Borders will be gone by the end of September. It makes me sadder than you can imagine. The demise of the book store chain, and the only one in our locale, is one more example of how much my reality of living is giving way to a future that confounds and confuses me.
How long will it be before kids ask, "What's a book?" It's already a question being asked about newspapers. When a book like Emus Loose in Egnar by Judy Muller, is reviewed in The Wall Street Journal, you know the written word is in trouble. It touts the the value of small town journalism as a mirror of our communities, something missing from the urban dailies these days. It also is a hint to me that they are a fast disappearing part of Americana. Like the book.
More and more you see pushes for more online classes. That means fewer teachers and certainly, in this age of electronics, fewer pencils.
I find myself longing for my own version of a reality show. Life as it was when I was growing up. Those things that we took for granted that the youth of the future will know nothing about. The soda fountain. The land line telephone. The party line! Remember that?
A time when you didn't lock your house and weren't wary of walking through a parking lot alone. Or down your street at night.
Family dinners on Sundays after church.

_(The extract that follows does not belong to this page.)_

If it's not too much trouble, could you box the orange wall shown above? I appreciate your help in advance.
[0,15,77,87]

The family at the dining room table every night for dinner. When families actually knew one another and had time for one another.
When we talked to one another rather than tweet. I've often commented about how my Mom would talk of having lived in the good old days. Well, there was some good and some not so but it surely was different.
I suppose if it weren't for phenomenons like Facebook and Twitter people like me wouldn't be rambling about things that were and are no more. Nothing now but memories. Nostalgia.
I can't help but wonder what those memories will be like in the future. There was something warm and tangible about the time in which I grew up. I don't see it now. Less and less human contact. I don't want to follow the Presidential campaign on Twitter or Facebook. I want to be able to look a person in the eye and get a sense of who they really are beyond a manufactured image.
What will be will be I suppose. I think this modern age is dismissive and cold and uncomfortable. I'm feeling disenfranchised. I'm understanding how my Mom felt. That's a red flag for sure. I'm old.
I try to keep up with the times. I expect more than is to be given so I no longer expect much. The one thing I will ask, however, is please don't take away my newspaper or my books. There is a lot of life to be lived through them you can't get anywhere else!
3 comments:
Oh how I miss those things!
Even since my kids time, there are no neighborhood kids playing outside; only "play dates" and organized little leagues, soccer, gymnastics, t-ball....
It was a gentler time.
Your singing my song! I feel your pain. My favorite saying, (i say it every chance i get) "new isn't always better". I long for a simpler time. Not more crazy. I read a paper every day and i love to hold a book in my hands, carry it around tuck it in my bag. Let hope they don't go by the wayside to fast.